Hunter Pence's five-year, $90 million contract extension in late September set the table for a group of talented outfielders who could each end up making between $14-20 million per season after signing new deals this offseason.
Center fielder Jacoby Ellsbury figures to be the top earner, while Shin-Soo Choo should join him in the elite club of players with $100 million contracts.
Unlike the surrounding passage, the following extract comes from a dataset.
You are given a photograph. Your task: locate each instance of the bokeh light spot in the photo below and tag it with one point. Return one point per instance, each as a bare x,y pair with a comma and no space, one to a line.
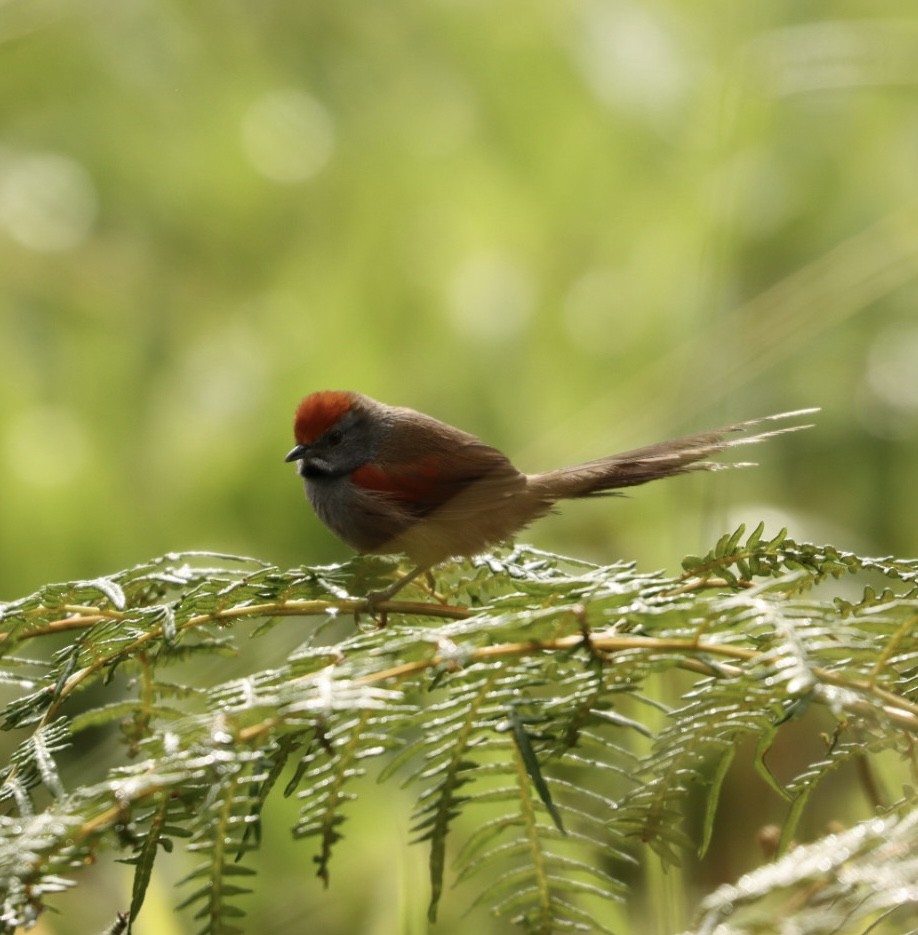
47,201
491,297
288,135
Carlos Beltran, Curtis Granderson and Nelson Cruz won't reach that figure, only because they're expected to ink shorter-term deals.
Marlon Byrd, Raul Ibañez and Nate McLouth are solid corner outfield options for those not willing to break the bank for the aforementioned impact players, while the oft-injured Franklin Gutierrez and the inconsistent Chris Young are intriguing center field options with speed and power.
While there may not be a legitimate "ace" in the group, it's flush with pitchers who would be solid No. 2 and 3 starters on very good teams.
The top three on the list—Matt Garza (pictured), Ubaldo Jimenez and Ervin Santana—will get No. 1 starter paychecks, while Tim Lincecum already re-signed with the Giants for two years and $35 million.
A strong second-tier, which includes Bronson Arroyo, A.J. Burnett, Bartolo Colon, Scott Feldman, Dan Haren, Tim Hudson, Scott Kazmir, Hiroki Kuroda, Ricky Nolasco and Jason Vargas, is what makes this group of starters one of the best in recent years.
There are also some intriguing bounce-back candidates. Scott Baker, Roy Halladay, Josh Johnson and Colby Lewis can all be had at discounted rates after missing most, or all, of the 2013 season because of injuries.